When 32 bits isn’t enough — Porting Zephyr to RISCV64

Written by Nicolas Pitre, Senior Software Engineer at BayLibre

This blog post originally ran on the BayLibre website last month. For more details about BayLibre, visit https://baylibre.com/.

Conventional wisdom says you should normally apply small microcontrollers to dedicated applications with constrained resources. 8-bit microcontrollers with a few kilobytes of memory are still plentiful today. 32-bit microcontrollers with a couple of dozen kilobytes of memory are also very popular. In the latter case, it is typical to rely on a small RTOS to provide basic software interfaces and services.
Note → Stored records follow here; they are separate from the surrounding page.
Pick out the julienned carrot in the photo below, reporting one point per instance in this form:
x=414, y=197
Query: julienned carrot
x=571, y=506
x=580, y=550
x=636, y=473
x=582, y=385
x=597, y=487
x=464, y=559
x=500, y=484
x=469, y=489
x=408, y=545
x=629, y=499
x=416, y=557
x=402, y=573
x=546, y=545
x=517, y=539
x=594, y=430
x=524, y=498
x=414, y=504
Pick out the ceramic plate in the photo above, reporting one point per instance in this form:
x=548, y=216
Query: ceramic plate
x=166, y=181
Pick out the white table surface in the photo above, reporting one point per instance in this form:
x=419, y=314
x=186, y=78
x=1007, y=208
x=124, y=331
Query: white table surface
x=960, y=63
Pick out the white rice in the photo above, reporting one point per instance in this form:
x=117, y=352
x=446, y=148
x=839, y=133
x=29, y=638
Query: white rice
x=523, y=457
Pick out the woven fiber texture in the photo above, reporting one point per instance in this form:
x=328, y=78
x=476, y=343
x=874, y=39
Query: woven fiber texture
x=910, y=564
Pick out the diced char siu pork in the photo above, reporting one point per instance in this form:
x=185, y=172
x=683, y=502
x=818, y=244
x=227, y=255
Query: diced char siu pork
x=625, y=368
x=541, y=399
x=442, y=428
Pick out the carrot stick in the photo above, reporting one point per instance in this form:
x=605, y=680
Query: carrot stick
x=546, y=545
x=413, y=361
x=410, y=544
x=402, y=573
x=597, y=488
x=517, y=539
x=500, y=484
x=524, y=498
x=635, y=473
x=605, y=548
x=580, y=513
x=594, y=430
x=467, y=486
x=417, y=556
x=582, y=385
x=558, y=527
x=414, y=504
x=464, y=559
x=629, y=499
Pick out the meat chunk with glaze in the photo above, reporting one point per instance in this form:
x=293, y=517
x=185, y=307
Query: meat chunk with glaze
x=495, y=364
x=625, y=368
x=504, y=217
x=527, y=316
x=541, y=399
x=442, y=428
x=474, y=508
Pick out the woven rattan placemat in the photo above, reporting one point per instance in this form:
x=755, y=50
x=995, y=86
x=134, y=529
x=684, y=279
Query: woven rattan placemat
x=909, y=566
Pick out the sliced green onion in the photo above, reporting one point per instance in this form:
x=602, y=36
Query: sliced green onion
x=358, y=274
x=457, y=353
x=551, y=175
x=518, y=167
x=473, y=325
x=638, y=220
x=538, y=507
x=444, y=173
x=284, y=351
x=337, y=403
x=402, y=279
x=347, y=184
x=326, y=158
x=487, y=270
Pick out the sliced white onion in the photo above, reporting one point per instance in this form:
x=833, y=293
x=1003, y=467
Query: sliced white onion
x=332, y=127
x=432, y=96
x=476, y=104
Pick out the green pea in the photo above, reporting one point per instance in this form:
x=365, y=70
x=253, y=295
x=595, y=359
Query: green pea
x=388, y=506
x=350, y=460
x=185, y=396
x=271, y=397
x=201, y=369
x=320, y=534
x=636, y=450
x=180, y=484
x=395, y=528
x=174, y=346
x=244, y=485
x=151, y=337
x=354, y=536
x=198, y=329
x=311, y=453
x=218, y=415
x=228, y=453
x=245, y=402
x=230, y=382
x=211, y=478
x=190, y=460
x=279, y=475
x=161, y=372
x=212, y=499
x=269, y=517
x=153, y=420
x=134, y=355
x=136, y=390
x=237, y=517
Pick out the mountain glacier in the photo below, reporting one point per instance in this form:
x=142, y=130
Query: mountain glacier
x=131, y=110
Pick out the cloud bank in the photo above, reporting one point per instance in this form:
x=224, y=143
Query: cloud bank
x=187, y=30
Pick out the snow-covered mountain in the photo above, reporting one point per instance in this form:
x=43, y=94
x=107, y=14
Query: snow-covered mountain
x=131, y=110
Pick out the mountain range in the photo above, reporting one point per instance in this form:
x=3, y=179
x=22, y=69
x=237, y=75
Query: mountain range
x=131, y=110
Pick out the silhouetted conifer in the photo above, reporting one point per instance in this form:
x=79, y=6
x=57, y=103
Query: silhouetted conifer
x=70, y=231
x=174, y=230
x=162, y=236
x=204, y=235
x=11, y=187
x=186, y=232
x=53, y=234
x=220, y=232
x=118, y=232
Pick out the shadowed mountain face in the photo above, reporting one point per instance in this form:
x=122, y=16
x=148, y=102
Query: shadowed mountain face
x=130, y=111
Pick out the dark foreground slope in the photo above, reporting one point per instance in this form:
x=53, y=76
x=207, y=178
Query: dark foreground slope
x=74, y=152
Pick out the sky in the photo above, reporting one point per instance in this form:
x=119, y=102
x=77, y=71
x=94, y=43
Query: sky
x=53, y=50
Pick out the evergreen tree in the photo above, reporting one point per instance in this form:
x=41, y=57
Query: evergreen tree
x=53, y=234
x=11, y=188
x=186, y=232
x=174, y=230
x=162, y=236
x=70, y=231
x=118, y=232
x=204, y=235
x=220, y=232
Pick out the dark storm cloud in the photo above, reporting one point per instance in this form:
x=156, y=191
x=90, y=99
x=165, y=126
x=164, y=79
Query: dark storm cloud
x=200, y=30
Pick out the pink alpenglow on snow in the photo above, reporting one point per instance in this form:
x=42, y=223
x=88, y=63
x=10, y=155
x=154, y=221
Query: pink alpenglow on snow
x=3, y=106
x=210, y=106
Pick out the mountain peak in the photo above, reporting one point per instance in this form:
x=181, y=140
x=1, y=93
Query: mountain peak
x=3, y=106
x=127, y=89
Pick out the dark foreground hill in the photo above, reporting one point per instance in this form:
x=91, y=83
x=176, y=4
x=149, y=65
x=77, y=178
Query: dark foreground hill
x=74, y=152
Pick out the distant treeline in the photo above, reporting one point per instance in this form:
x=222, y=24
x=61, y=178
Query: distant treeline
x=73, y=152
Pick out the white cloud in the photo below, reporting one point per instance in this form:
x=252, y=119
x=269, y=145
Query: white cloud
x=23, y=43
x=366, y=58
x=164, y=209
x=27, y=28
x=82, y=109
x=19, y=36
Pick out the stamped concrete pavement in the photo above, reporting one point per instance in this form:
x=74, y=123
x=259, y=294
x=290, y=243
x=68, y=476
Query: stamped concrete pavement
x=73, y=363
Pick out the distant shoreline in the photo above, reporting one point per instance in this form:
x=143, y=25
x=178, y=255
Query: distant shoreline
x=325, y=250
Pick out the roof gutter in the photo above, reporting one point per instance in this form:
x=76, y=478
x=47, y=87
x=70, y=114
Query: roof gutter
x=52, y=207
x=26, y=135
The Zephyr Project provides such an RTOS. Many ARM-based microcontrollers are supported, but other architectures including ARC, XTENSA, RISC-V (32-bit) and X86 (32-bit) are also supported.

Yet some people are designing products with computing needs that are simple enough to be fulfilled by a small RTOS like Zephyr, but with memory addressing needs that cannot be described by kilobytes or megabytes, but that actually require gigabytes! So it was quite a surprise when BayLibre was asked to port Zephyr to the 64-bit RISC-V architecture.

Where to start

The 64-bit port required a lot of cleanups. Initially, we were far from concerned by the actual RISCV64 support. Zephyr supports a virtual “board” configuration faking basic hardware on one side and interfacing with a POSIX environment on the other side which allows for compiling a Zephyr application into a standard Linux process. This has enormous benefits such as the ability to use native Linux development tools. For example, it allows you to use gdb to look at core dumps without fiddling with a remote debugging setup or emulators such as QEMU.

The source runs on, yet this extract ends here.